The story teller was a guest at said barbeque and was listening to his host repeating in a variety of ways, the fact that his neighbour was Neville Southall. Not only that, you could see Big Nev's driveway from the garden in which they stood by looking over the low-level surrounding fence and down the road to the house behind.
The view that the host was so proud of did not provide much excitement to begin with. Big Nev's Land Rover was nowhere to be seen. This may have had something to do with it being a Saturday afternoon in August, in the late eighties.
As many barbeques do when the weather permits, this one carried on into the early evening. People were having a drink, enjoying the odd sausage barm and generally having a swanky time. All of a sudden the simmering chatter of good times and jollity was chopped in half by the noise of a Land Rover screeching down the road behind the house.
As the driver door opened and quickly slammed shut the party fell silent. A number of guests peered over the fence to investigate the noise but the host quickly recognised the source of the racket.

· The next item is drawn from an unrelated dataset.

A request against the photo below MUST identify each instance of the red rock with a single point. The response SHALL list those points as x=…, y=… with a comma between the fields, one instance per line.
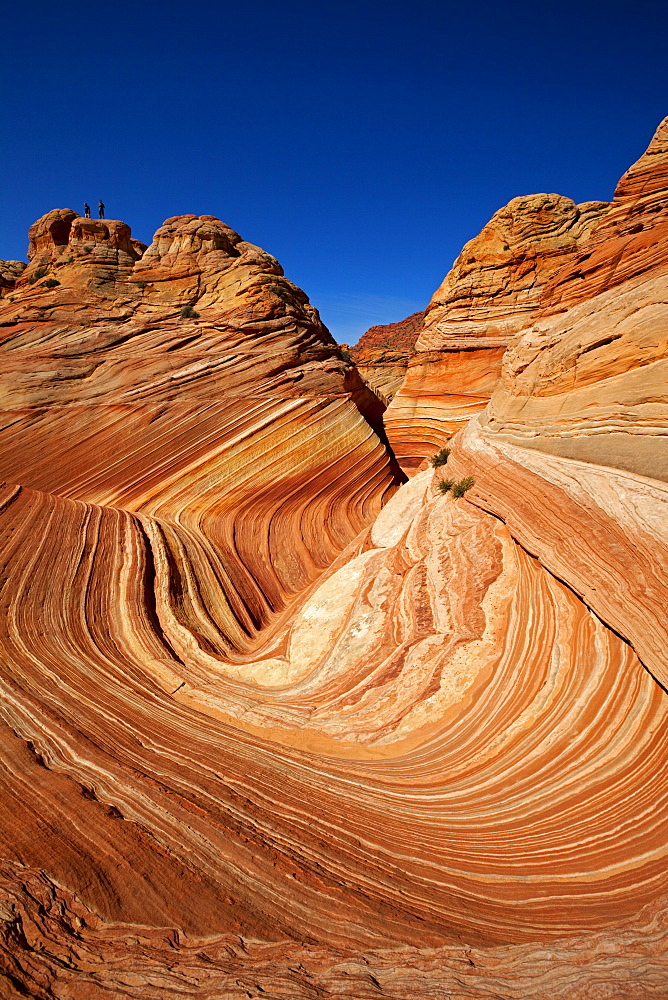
x=261, y=735
x=381, y=354
x=492, y=292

"Alright Neville, how's it going?"
Big Nev glared up at the host red faced and filled with hate. He bellowed back what should really have been expected given the nature of his arrival.
"Will you just fuck off!"
Big Nev stormed into his house, slamming the front door behind him. The host turned to the open-mouthed faces of his party and simply exclaimed, "They must have lost then" before continuing to tend to the collection of meat on his grill.
As well as this tale, this Welshman also gave me a few little bonus facts about Big Nev. I'll let you decide how true they are:
- 1. Ol' Sir Whiskey Nose wanted to sign him for Manure before he bought Schmiechel. This move not coming off was a disappointment to Nev's Dad who was (or is. I don't want to talk about him in the past tense if he's still alive!) a massive Welsh Manc.
- 2. One of Big Nev's brothers used to play Sunday League with the story teller and was nicknamed 'Boo'. This was because he is built like "A brick shit house" and would only need to say boo to you to make you instantly soil yourself.
- 3. When Big Nev first signed for Everton he couldn't drive so used to cycle to training. He didn't want the rest of the team to know so he would hide his bike around the corner from Bellefield.